Die Europäische Zentralbank (EZB) warnt wegen der möglichen Auswirkungen der aggressiven US-Unterstützung für die Krypto-Industrie und dass ein Anstieg der Dollar-gestützten Stablecoins das europäische Finanzsystem destabilisieren könnte.

Einem von Politico eingesehenen Strategiepapier zufolge hat die EZB nur wenige Monate nach Inkrafttreten der Verordnung über Märkte für Kryptowährungen (Markets in Crypto-Assets Regulation, MiCA) um eine Überarbeitung des Rahmens für Kryptowährungen gebeten.
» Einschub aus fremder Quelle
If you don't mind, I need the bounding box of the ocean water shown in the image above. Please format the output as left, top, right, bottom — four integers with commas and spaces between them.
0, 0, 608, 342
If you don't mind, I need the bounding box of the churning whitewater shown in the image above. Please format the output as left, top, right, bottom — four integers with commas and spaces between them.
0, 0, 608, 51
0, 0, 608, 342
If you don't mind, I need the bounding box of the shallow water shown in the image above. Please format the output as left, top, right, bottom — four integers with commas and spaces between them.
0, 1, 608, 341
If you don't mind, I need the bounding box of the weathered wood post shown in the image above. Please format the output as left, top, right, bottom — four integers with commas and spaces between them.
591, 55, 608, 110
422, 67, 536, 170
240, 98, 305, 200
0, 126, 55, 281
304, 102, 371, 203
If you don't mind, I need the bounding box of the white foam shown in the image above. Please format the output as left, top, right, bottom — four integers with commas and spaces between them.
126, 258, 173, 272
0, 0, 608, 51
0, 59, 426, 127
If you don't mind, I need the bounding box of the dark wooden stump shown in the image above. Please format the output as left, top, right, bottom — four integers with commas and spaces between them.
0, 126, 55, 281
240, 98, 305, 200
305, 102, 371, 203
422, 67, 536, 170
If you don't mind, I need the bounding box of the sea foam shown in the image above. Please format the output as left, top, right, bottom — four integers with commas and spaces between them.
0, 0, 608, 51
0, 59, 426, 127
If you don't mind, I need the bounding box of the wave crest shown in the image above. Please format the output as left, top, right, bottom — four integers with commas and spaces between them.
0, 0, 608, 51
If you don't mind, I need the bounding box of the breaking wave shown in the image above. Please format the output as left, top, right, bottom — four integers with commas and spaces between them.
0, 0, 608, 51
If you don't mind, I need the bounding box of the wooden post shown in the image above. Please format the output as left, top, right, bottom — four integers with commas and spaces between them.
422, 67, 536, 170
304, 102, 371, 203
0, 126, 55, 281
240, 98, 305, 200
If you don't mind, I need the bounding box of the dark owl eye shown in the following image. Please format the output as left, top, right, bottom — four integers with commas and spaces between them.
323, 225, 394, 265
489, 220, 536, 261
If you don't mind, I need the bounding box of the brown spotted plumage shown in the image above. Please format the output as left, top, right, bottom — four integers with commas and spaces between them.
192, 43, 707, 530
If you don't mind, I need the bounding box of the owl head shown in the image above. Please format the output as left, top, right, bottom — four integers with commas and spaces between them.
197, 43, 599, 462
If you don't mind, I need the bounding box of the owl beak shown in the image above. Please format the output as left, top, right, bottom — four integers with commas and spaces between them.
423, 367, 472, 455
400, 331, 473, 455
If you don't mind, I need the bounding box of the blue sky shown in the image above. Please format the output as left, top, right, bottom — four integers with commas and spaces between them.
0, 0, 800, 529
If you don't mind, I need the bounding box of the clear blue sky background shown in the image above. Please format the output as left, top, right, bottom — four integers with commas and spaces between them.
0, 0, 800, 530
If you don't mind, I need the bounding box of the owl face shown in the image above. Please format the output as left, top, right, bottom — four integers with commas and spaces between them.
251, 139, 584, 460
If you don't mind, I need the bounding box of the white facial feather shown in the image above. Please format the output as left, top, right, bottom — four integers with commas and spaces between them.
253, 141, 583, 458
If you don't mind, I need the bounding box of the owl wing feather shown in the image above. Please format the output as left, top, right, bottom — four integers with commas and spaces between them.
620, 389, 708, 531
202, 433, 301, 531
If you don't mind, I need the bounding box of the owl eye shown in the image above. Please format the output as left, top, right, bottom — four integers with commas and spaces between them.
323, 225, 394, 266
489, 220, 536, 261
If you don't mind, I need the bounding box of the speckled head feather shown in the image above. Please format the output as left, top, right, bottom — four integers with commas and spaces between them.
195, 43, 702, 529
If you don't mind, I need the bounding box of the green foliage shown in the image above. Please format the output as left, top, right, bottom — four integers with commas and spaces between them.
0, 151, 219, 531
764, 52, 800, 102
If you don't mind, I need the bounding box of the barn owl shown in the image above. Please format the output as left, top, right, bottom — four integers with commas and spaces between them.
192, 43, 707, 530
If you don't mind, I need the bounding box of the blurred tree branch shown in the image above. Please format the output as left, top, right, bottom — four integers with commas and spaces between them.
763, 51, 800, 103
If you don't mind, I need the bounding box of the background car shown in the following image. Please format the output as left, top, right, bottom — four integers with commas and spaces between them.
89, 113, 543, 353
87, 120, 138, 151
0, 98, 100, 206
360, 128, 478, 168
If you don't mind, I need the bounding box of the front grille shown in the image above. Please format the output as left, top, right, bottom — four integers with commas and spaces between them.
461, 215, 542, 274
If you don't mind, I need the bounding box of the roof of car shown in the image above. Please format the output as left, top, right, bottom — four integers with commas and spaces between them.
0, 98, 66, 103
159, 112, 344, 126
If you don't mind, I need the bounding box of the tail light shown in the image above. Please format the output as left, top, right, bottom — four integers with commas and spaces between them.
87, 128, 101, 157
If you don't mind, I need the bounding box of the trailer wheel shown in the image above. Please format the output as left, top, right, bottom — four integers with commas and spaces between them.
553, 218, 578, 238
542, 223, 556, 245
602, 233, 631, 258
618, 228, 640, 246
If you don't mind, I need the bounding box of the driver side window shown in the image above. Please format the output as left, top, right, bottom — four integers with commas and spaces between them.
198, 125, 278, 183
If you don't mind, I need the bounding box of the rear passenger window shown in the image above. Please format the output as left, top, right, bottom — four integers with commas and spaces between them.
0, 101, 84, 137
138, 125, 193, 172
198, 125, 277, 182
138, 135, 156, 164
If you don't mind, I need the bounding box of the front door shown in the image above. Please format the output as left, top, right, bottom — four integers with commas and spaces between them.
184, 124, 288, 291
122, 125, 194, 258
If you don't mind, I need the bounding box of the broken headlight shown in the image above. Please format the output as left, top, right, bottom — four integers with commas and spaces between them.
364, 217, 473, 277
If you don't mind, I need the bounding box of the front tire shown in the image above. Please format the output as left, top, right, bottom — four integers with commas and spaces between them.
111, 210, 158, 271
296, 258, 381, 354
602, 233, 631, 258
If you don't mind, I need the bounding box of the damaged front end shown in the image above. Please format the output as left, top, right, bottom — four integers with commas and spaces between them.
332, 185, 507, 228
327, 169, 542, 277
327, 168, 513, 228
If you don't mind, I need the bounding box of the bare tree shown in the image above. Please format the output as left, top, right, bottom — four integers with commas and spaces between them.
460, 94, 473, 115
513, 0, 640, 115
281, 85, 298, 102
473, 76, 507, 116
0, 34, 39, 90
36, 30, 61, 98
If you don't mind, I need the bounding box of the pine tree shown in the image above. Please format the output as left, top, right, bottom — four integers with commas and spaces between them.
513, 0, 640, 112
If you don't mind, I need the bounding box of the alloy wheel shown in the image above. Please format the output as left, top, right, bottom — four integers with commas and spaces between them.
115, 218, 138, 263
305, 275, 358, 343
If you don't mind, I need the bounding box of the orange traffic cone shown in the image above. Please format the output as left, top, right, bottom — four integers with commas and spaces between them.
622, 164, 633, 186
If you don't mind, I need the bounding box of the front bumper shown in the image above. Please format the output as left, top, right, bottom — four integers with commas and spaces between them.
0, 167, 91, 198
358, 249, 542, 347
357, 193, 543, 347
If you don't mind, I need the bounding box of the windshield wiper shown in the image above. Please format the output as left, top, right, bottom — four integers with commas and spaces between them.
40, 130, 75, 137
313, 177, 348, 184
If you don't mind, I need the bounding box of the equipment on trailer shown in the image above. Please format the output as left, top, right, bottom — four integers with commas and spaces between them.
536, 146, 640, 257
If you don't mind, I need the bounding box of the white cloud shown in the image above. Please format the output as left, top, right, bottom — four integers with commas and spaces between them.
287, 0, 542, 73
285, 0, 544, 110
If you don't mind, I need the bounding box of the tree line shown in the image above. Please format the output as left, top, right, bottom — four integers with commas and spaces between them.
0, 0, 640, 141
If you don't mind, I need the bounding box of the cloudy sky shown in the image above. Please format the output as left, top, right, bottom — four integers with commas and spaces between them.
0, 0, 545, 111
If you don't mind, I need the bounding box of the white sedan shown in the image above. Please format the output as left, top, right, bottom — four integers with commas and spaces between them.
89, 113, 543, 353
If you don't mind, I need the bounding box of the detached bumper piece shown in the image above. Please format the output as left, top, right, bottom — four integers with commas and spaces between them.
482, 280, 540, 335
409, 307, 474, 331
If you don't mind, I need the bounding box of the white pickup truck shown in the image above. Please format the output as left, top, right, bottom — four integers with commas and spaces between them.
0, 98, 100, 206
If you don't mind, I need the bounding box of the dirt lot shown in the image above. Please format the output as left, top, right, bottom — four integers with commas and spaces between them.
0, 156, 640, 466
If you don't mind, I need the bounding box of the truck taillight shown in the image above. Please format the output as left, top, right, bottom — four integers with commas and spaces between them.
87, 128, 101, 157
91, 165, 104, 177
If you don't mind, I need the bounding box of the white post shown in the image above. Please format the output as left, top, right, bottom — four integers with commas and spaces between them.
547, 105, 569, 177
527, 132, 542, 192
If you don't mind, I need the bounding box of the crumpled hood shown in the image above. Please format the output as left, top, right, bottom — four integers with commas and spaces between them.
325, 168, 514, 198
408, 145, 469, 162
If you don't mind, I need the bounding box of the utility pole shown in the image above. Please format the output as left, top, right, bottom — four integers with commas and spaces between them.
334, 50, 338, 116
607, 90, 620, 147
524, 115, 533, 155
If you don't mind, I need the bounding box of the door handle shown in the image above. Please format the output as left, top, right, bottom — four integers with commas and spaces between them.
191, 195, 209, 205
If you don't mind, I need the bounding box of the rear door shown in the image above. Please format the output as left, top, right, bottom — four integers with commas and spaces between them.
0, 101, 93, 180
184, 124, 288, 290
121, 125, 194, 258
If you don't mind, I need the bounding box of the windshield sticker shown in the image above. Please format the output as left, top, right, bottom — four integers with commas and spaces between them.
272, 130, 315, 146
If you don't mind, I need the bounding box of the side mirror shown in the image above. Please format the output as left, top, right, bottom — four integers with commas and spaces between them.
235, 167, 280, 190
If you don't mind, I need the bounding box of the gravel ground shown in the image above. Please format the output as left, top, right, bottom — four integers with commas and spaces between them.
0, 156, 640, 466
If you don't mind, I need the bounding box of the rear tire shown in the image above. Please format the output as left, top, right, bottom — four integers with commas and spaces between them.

Die Sorge ist, dass die von Präsident Donald Trump unterstützten US-Reformen die europäischen Märkte mit an den Dollar gekoppelten Stablecoins überschwemmen könnten.

Die EZB befürchtet, dass das eine Flucht von europäischem Kapital in US-Anlagen auslösen könnte, was die finanzielle Souveränität der EU untergraben und die Banken vor Liquiditätsrisiken stellen würde.

"Ich glaube nicht, dass die Begrüßung von Krypto durch die USA eine Bedrohung für Europa darstellt", sagte Nicholas Anthony, ein politischer Analyst am Center for Monetary and Financial Alternatives des Cato Institute, gegenüber Cointelegraph. "Die EZB klammert sich verzweifelt an jede mögliche Rechtfertigung, um den digitalen Euro zu schaffen, aber sie hat wiederholt versagt, ihn wirklich zu rechtfertigen."

EZB und Europäische Kommission streiten über MiCA-Regeln

Während die EZB strengere Kontrollen forderte, wies die Europäische Kommission die Warnungen als übertrieben zurück, heißt es in dem Bericht.

In dem Bericht, der sich auf zwei Diplomaten und einen EU-Beamten beruft, heißt es, dass der bestehende MiCA-Rahmen robust genug sei, um Stablecoin-Risiken zu handhaben, trotz potenzieller US-Verordnungen wie dem Stablecoin Transparency and Accountability for a Better Ledger Economy (STABLE) und dem Guiding and Establishing National Innovation for US Stablecoins (GENIUS), zwei Gesetzesentwürfe, die darauf abzielen, Amerikas Krypto-Rolle zu vergrößern.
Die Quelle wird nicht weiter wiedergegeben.